Our third goal was to test an extension of the Theory of Normative Social Behavior (Rimal & Real, 2003, 2005). As mentioned earlier, perceived descriptive norms are reliable predictors of alcohol consumption by college students (e.g., Neighbors et al., 2007), yet not all individuals conform to those norms. The Theory of Normative Social Behavior (TNSB) was developed to enhance understanding of the conditions under which perceived norms influence behavior, suggesting that certain social cognitive variables moderate the influence of descriptive norms on behavior. Specifically, the effect of descriptive norms on drinking behavior is enhanced in the presence of permissive injunctive norms (e.g., social approval), positive outcome expectancies (e.g., benefits of drinking), and strong group identity (e.g., perceived similarity) (Lapinski, Anderson, Shugart, & Todd, 2014; Rimal & Real, 2005). Peer communication, operationalized as frequency of talking to friends about drinking, has been identified as another effect modifier (Rimal & Real, 2003; Real & Rimal, 2007). To illustrate this point, Real and Rimal (2007) showed that peer communication predicted drinking over and above descriptive norms, and a significant interaction indicated that descriptive norms were strongly related to drinking when peer communication was high. According to the TNSB, peer communication about drinking is one way that norms are propagated in social circles. Students holding elevated perceptions of how much others drink may find those perceptions reinforced by peer discussion about drinking events and drinking behavior, strengthening the influence of norms on behavior.

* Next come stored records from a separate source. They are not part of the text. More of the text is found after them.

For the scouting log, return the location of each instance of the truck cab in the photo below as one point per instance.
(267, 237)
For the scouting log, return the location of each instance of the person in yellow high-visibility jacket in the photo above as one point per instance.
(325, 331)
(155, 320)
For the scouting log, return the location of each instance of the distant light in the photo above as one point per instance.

We tested the hypothesis that each dimension of communication (talking about drinking, talking about safety, and peer intravention) would predict personal drinking beyond perceived descriptive norms of close friends. We further explored whether these multiple dimensions of communication would moderate the relationship between descriptive norms and alcohol consumption. Specifically, we predicted that talking about drinking would strengthen the effect of descriptive norms on behavior, and talking about safety and peer intravention would weaken the effect of descriptive norms on behavior.

Method

Participants

Data were drawn from the baseline assessment of an ongoing intervention trial. Participants were students enrolled in a public university in the Northeast who had violated campus alcohol policy and were required to participate in an alcohol risk reduction intervention. Students were eligible for the trial if their violation was alcohol-related and they were over the age of 18. Of 368 students who were screened, 362 (98%) met eligibility criteria. Eligible students were given the option of completing their sanction requirement through study participation or through standard university procedures. Only 17 students declined participation and did not consent to participate. Thus, the final sample consisted of 345 participants (95% of eligible students) who provided written informed consent and completed the baseline assessment.

Measures

Descriptives

Participants reported gender, age, weight, and race/ethnicity, and completed a reliable and valid 13-item short-form of the Marlowe-Crowne Social Desirability scale (Reynolds, 1982). Alpha in this sample was .67.

Communication Measures

We adapted items from two published measures. These scales were selected because they captured unique aspects of peer communication.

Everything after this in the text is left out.